Top 5 wicket-keeper catches of all time
The wicket-keeper is almost always the most agile player in the team; due to the nature of the job, it is impossible to be a decent wicket-keeper without being quick and athletic.
Over the years, wicket-keepers have used their innate athleticism to take plenty of spectacular catches behind the stumps. Their gloves also give them a distinct advantage with respect to the possibilities of pulling off catches that might seem impossible for a regular fielder.
Among the hundreds of high-class catches that have been taken by wicket-keepers over the years across formats, here is a list of 5 of the very best that stand out.
#5 Mark Boucher's catch to dismiss Tendulkar, July 2007
South African wicket-keeper Mark Boucher was one of the finest wicket-keepers of the past few decades and in a career that lasted almost 15 years, he took plenty of incredible catches. And the one he took to dismiss Indian ace Sachin Tendulkar in an ODI in Belfast in 2007 perhaps stands tallest among them all.
India were chasing a small target and South Africa needed early wickets when Boucher produced the stellar catch on the last delivery of the second over.
Fast bowler Makhaya Ntini bowled one on off stump and as Tendulkar pushed at it, the ball flying towards first slip. However, Boucher flung himself full length and caught the ball even when the first slip fielder was shaping up to catch it.
It remains one of the most brilliant exhibitions of agility, anticipation and raw reflexes that the cricket world has ever seen.
#4 Adam Gilchrist pulls off a stunner in Sharjah, 1998
This game will forever be known as the 'desert storm' game in which Sachin Tendulkar took the Australians to the cleaners to help India quality for the final. However, amidst all that carnage, Australian wicket-keeper Adam Gilchrist pulled off one of the greatest catches in history; perhaps that catch has not got its due because of the overwhelming memory of Tendulkar's masterful innings.
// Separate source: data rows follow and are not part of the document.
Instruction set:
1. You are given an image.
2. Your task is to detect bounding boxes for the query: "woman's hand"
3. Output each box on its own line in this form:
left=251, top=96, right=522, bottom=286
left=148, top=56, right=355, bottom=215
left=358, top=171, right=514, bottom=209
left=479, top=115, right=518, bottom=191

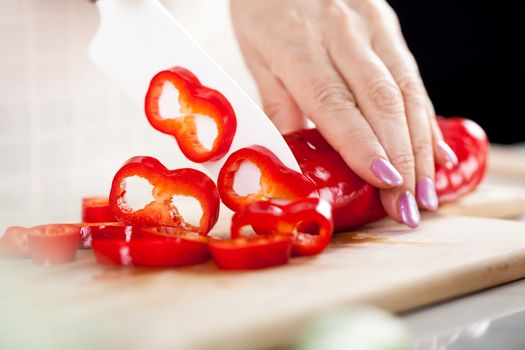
left=231, top=0, right=457, bottom=227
Ajay Jadeja had cut a delivery from Steve Waugh a little too fine in the 29th over of the 2nd innings, and it looked like it would go for four since there were no slips. But what could have been a difficult catch for first slip (Jadeja had connected well) was seemingly plucked out of thin air by a flying Gilchrist to complete one of the most stunning catches ever seen.
There was 'four' written all over the shot, but Gilchrist's timing of the leap and athleticism ensured that Jadeja was not able to get away with his ill-fated cut shot.
#3 Jeff Dujon v England, 1986
While facing up to the West Indian quicks of the 1980s must have been a nightmare for most batsmen, it can be safely assumed that it was an equally daunting task for a wicket-keeper to cover for those lightning quick bowlers. In that regard, Jeff Dujon, who kept wickets for the West Indies for a decade and took plenty of remarkable catches, deserves special mention.
The one catch of Dujon's that stands out was his dismissal of England star opener Graham Gooch in the 1986 series in the Caribbean. Gooch had played a well-timed leg glance off fast bowler Pat Patterson that seemed to be headed for the boundary, but Dujon sprung to his left to send back the opposition's best batsman.
Gooch did not do much wrong, except hitting the ball straight into the brick wall that was Jeff Dujon.
#2 Alan Knott v West India, 1980
Englishman Alan Knott is often described as one of the greatest wicket-keepers to have ever played the game. And one of his greatest strengths was his raw reflexes that allowed him to pull off stunning catches regularly.
During the England-West Indies Test series that took place in England back in 1980, Knott conjured a catch that will definitely go down in history as one of the greatest taken by a wicket-keeper. What makes it so special is not only the leap that he took in order to reach the ball, but also the fact that he caught it with both hands even after diving to his left - which speaks volumes about his sheer speed.
Wicket-keepers might be more comfortable with diving either way with one outstretched hand, but there remains an element of risk of the ball popping out. Knott wasn't going to take any chances though, and ensured that he pouched a seemingly impossible catch with remarkable ease.
#1 Rodney Marsh stunner in the World Cup semi-final, 1975
Arguably the greatest catch by a wicket-keeper in cricket history was taken by Australia's legendary wicket-keeper Rodney Marsh in the World Cup semi-final of 1975. What makes this so memorable is the difficulty involved in pulling it off and of course, the small matter of the game being a World Cup semi-final against his team's arch rivals.
The bowler, Gary Gilmour, was left-handed, which would have made it difficult for Marsh to follow the entire path of the ball. But even though Marsh might have lost the ball for a millisecond while it reached the batsman, he was still able to dive to his right and take the catch that was meant for first slip.
It would be hard to find a better catch than this one.